Jen: How do you address racial justice, income inequality, and/or gender justice through your products and services?

Chrystel: Oweesta mission and tenure in our industry for over 20 years in directly investing in Native communities address racial justice, income inequality and a host of other disenfranchised barriers to capital access by our very existence. We have 69 certified Native CDFIs operating from Maine to Hawaii, serving their tribal communities and acting as a financial pillar and economic engine in some of the rural and remotest locations in the United States, in viewing our activities in those terms racial justice is met every single day though our missions and associated operational activities.

Financial Coaching Training. Photo credit Daniel Sauve.

Jen: What does a foundation or investor need to understand in order to invest in transformational businesses?

Chrystel: Transformational business requires looking at risk and impact differently, and while not stating that to give the perception of greater risk, but looking at the dynamics of how you evaluate the strength and capacity of the said organization with a different lens. Western society tends to have a very transactional and patronizing view and rulebook in which they initiate their capital decisions. Relationships are rarely forged other than various conference calls, reporting and investments payments communications.
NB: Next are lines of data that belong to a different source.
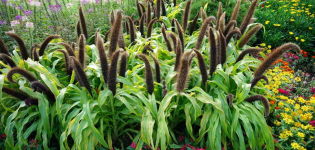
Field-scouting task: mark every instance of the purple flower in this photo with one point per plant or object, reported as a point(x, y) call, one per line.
point(27, 12)
point(55, 8)
point(18, 17)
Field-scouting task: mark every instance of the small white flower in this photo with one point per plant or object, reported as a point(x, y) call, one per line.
point(29, 25)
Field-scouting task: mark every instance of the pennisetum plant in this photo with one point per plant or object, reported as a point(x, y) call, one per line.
point(148, 73)
point(44, 45)
point(263, 100)
point(21, 44)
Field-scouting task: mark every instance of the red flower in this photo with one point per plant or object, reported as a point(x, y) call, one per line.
point(282, 91)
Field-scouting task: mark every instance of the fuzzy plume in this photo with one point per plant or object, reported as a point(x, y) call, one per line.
point(167, 41)
point(219, 14)
point(132, 31)
point(21, 44)
point(203, 31)
point(103, 59)
point(193, 25)
point(229, 26)
point(186, 15)
point(203, 14)
point(223, 45)
point(112, 75)
point(79, 32)
point(257, 79)
point(183, 71)
point(158, 8)
point(40, 87)
point(248, 35)
point(263, 100)
point(180, 32)
point(68, 48)
point(229, 99)
point(148, 13)
point(236, 10)
point(141, 25)
point(123, 66)
point(275, 54)
point(252, 50)
point(3, 48)
point(82, 50)
point(44, 45)
point(163, 8)
point(148, 73)
point(249, 15)
point(7, 59)
point(80, 74)
point(67, 64)
point(115, 30)
point(83, 22)
point(202, 67)
point(150, 26)
point(235, 32)
point(22, 72)
point(213, 51)
point(157, 69)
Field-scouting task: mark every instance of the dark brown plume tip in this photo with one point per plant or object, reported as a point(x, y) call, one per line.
point(21, 44)
point(103, 58)
point(236, 10)
point(80, 74)
point(7, 59)
point(45, 44)
point(256, 80)
point(79, 32)
point(202, 67)
point(39, 87)
point(229, 99)
point(249, 16)
point(186, 15)
point(112, 75)
point(275, 54)
point(203, 31)
point(132, 31)
point(193, 25)
point(180, 32)
point(213, 51)
point(68, 48)
point(148, 73)
point(230, 26)
point(123, 66)
point(22, 72)
point(3, 48)
point(82, 50)
point(67, 64)
point(115, 30)
point(252, 50)
point(248, 35)
point(150, 26)
point(263, 100)
point(15, 93)
point(157, 69)
point(183, 72)
point(167, 41)
point(235, 32)
point(83, 22)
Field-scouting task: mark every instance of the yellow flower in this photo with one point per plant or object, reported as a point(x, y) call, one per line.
point(301, 135)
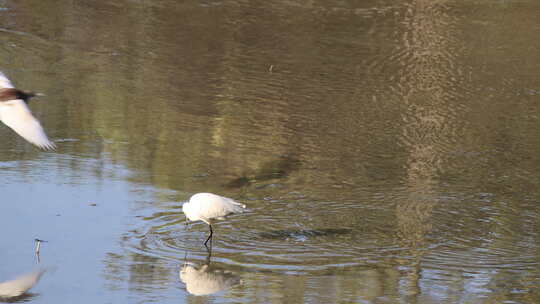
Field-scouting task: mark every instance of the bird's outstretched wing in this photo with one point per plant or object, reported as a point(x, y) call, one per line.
point(16, 115)
point(4, 82)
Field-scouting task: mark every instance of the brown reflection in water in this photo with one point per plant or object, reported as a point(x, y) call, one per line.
point(426, 87)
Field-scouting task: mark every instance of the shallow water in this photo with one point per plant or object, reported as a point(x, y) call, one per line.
point(387, 151)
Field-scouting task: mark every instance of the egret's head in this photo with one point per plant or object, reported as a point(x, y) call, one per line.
point(186, 210)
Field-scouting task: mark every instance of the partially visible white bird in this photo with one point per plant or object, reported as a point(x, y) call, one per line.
point(20, 285)
point(208, 207)
point(14, 112)
point(205, 280)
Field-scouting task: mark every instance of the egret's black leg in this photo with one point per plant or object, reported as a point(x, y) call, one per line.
point(209, 237)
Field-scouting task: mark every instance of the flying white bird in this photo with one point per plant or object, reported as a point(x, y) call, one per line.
point(208, 207)
point(14, 112)
point(20, 285)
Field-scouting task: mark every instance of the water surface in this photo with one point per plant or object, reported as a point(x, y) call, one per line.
point(387, 150)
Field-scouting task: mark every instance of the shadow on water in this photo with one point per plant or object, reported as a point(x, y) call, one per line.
point(206, 278)
point(304, 233)
point(275, 169)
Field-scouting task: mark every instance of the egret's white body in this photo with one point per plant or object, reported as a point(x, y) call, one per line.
point(204, 280)
point(16, 115)
point(20, 285)
point(208, 207)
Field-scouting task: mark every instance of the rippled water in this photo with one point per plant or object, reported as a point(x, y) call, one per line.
point(387, 151)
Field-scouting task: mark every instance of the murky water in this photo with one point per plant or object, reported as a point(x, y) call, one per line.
point(388, 151)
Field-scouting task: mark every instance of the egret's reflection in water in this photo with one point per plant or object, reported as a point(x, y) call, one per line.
point(16, 290)
point(206, 279)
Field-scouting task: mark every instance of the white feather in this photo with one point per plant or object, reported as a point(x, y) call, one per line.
point(16, 115)
point(207, 206)
point(4, 82)
point(20, 285)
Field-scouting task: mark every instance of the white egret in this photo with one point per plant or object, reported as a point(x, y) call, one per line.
point(20, 285)
point(14, 112)
point(208, 207)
When I look at a lot of endeavors that haven’t necessarily worked, they’ve been prescriptive, in regard to the federal government and philanthropy and conventional sources of capital. They often assume they understand what marginalized communities need, rather than directly meeting and working with – as opposed to working on behalf of – these communities.

The relationship begins with an unbalanced power dynamic with-‘I want to do this and this for you,’ Native communities don’t necessarily need that. They need partners that are willing to stand, hand-in-hand, step-by-step, with them. Listen to your communities, understand their knowledge. They already have the innate solutions to their barriers, but typically don’t have access the resources to realize long-term systemic change within their communities. Transactions do not necessarily always work, but relationships do; you need to build those.

Also, I think it’s important that investors be willing to take a lower financial return in terms of interest rates on investments in order to build and realize generational social impact that initial investment helped spur within the local community providing upwards ladders of mobility to populations that largely have been invisible, as Natives have been invisible for generations.

Jen: What do you tell people who think your fund is risky?

Chrystel: Oweesta has deployed over $90 million in our organizational history to native communities with one partial loan default in 20 years. The narrative we have to combat that Indian Country is inherently risky has been derived from outside sources and institutions who hold power to continue the false narrative, but our data and portfolios over the decades show a very different perspective. Native CDFIs historically outperform conventional banks with lower default rates, loan write-off and late payments. When capital is afforded to any marginalized community in conjunction with the technical and capacity building support the end loan clients require for success, the results have been nothing but extraordinary.

 

Oweesta

Investment Thesis/What is your rationale for your approach to investing? We believe that when armed with the appropriate resources, Native peoples hold the capacity and ingenuity to ensure the sustainable, economic, spiritual and cultural well-being of their communities.

Geography: Nationwide

Year Founded: 1999

# of Investments: 136

# of Investors: 65

Funds Raised: $20,000,000

 

What’s on Chrystel’s Mind?

Book: The Inconvenient Indian: A Curious Account of Native People in north America by Thomas King

Song: Northern Cree Intertribal 

Podcast/Film: Slums: Cities of Tomorrow (I love how they speak about poverty, housing and squatters- their narratives were so refreshing to me.)